Analysing the specific conditions of the site Jump Studios found a series of large, linearly connected but separate spaces in a former warehouse.
Rather than trying to unify those spaces through one spacial concept they quickly decided to treat each room differently and create a series of different scenarios which would set the mood individually for each area.
Taking references from fairy tales such as Alice in Wonderland or computer games like Super Mario the spaces are animated by several interventions which play with notions of scale and introduce surreal moments in the otherwise very functional office environment.
The reception area was moved from the first to the second floor to improve the internal circulation of the building.
Visitors and staff exit a lift into an almost completely red area which feels like a stage set placed in the existing office.
A plush carpet and deeply red wooden wall panels provide a strong contrast to the surrounding open plan office which is visible from the reception. Located adjacent to one side of the reception is a small cafe which acts as both holding area for visitors and informal meeting and break out space for staff.
A linear red carpet walkway leads visitors out of reception through the first office space to a black oversized key hole. Slipping through the key hole one arrives in the new office extension.
The first thing you notice here is a gigantic white staircase with a deep red carpet on its steps. On closer inspection the steps reveal themselves to be upholstered seating pads. The open space in front of the staircase is used for larger presentations with the staircase offering seating for audiences of up to 30 people.
On a daily basis staff use the stairs as break out or meeting space or to watch their colleagues playing ping pong in front of them.
Next to the staircase a floor length, purple velvet curtain curves around a cluster of social rooms behind: sound booth, billiard parlour and computer games room cater for the staffs entertainment during breaks and after hours.
When the curtain is opened up the additional meeting and break out room directly behind is delineated from the rest of the open space through a chequer board floor which contrast with the traditional grey wood panels on its walls.
The rest of the open space behind the cluster of social rooms is occupied by the canteen. Bar and serveries are all clad in purple-grey wood panels which again feel like staged elements in the otherwise industrial warehouse space. Some of the panels are hinged and conceal secret cabinets for food and drinks.

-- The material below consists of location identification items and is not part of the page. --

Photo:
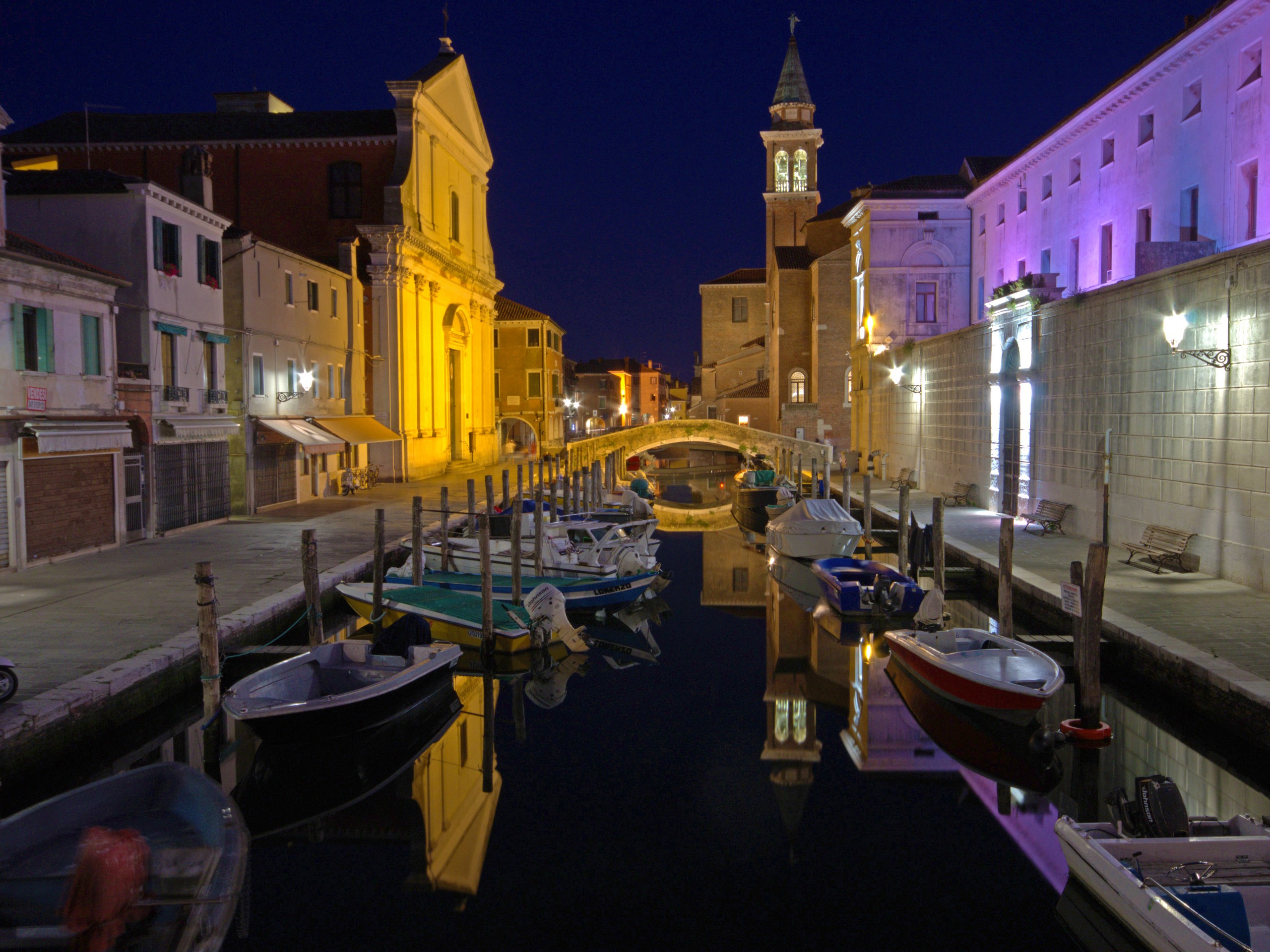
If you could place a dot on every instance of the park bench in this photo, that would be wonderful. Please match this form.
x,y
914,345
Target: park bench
x,y
1161,543
1048,515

The canteen is open to all staff all day round. At night it turns into a bar for after work drinks and office parties.
An inconspicuous door next to the bar leads into yet another area.
It’s an open plan office occupied by one of the core departments of the whole business.

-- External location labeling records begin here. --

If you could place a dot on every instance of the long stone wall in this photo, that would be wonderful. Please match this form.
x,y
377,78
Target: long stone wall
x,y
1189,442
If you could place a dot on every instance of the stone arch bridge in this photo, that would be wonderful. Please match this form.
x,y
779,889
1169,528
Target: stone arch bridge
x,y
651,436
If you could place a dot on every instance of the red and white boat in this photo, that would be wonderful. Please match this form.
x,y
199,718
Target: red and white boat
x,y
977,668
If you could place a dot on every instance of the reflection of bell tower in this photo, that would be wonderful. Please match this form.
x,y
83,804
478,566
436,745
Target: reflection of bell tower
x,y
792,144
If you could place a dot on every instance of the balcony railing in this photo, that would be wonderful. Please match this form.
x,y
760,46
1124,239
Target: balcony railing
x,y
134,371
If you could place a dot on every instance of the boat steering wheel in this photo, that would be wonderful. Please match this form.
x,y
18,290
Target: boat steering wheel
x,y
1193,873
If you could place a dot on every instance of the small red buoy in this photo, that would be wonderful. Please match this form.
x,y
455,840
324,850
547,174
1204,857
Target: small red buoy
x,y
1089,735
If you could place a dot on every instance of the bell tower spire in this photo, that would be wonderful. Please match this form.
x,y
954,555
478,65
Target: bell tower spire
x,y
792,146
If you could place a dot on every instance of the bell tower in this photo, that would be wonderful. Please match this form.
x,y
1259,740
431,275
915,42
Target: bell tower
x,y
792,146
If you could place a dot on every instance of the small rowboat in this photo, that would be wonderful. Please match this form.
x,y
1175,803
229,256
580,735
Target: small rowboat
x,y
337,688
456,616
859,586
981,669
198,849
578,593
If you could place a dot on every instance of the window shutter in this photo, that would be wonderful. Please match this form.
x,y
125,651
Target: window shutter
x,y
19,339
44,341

The main feature of this space is a 12 m long work counter running from the entrance of the space to the exit across the room. The function of this counter is to offer additional hot desking space for up to 10 people on the one hand and shield the open plan office work stations from the adjacent circulation space and enclosed offices and meeting rooms on the other side of the room.

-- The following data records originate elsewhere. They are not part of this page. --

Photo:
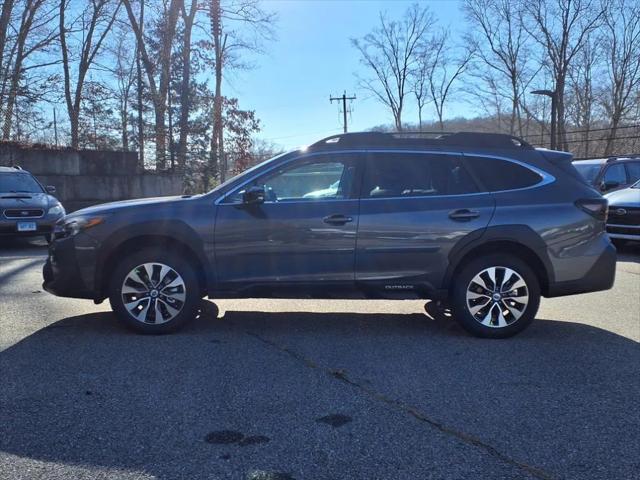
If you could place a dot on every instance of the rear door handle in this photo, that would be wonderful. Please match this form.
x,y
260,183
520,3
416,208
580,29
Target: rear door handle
x,y
464,214
337,219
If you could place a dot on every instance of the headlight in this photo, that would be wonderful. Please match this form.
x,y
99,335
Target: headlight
x,y
68,227
57,209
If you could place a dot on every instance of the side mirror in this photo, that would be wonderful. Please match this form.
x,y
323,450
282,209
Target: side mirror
x,y
609,185
253,195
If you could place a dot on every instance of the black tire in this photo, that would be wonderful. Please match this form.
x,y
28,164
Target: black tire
x,y
462,283
619,243
191,291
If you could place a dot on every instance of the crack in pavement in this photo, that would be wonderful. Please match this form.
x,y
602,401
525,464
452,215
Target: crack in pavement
x,y
406,408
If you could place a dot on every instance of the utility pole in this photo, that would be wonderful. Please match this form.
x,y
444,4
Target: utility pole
x,y
344,99
55,125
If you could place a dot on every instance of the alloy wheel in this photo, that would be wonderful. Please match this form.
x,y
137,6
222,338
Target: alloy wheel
x,y
153,293
497,297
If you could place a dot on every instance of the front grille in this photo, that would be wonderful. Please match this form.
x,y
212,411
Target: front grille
x,y
23,212
622,230
624,215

The 12 m long counter is pierced by three grey, stone-like plinths which separate it into two smaller sections and reference traditional outdoor public squares. The two plinths flanking the ends of the desk are crowned by artificial topiary in the same matt, mid-grey stone colour while the central plinth carries a gigantic lobster.
The lobster provides another surreal moment in the office designed as a slightly strange beacon and iconic meeting point in the office landscape. The colour scheme of the whole installation has a comic like feel to it and is a nod to young up and coming artist Murray O’Grady.
The fully glazed offices and meeting rooms behind the plinths carry cartoon like graphic images of a traditional Parisian facade and trees in a park to complete the urban scenery.
Two more meeting rooms in the other two corners of the space have been customized with graphics by graphic artist Luke Embden especially designed for Forward featuring a pattern of hearts for the HR room and a black and white text based graphic for the third meeting room in this area.
The end of this enfilade of rooms marks a smaller uncluttered workspace for up to 12 people. This is where the developers live, they form the core and brain of the company, their space being a kind of commando centre with neutral grey block striped carpets, torch pendant lights, industrial lockers and blackened ceiling.
A small purple sofa provides the only splash of colour here. It offers a cosy place of respite for a chat or to meditate on the streams of data displayed on a matrix of screens on the wall which refer back to the very nature of the work that’s being done here.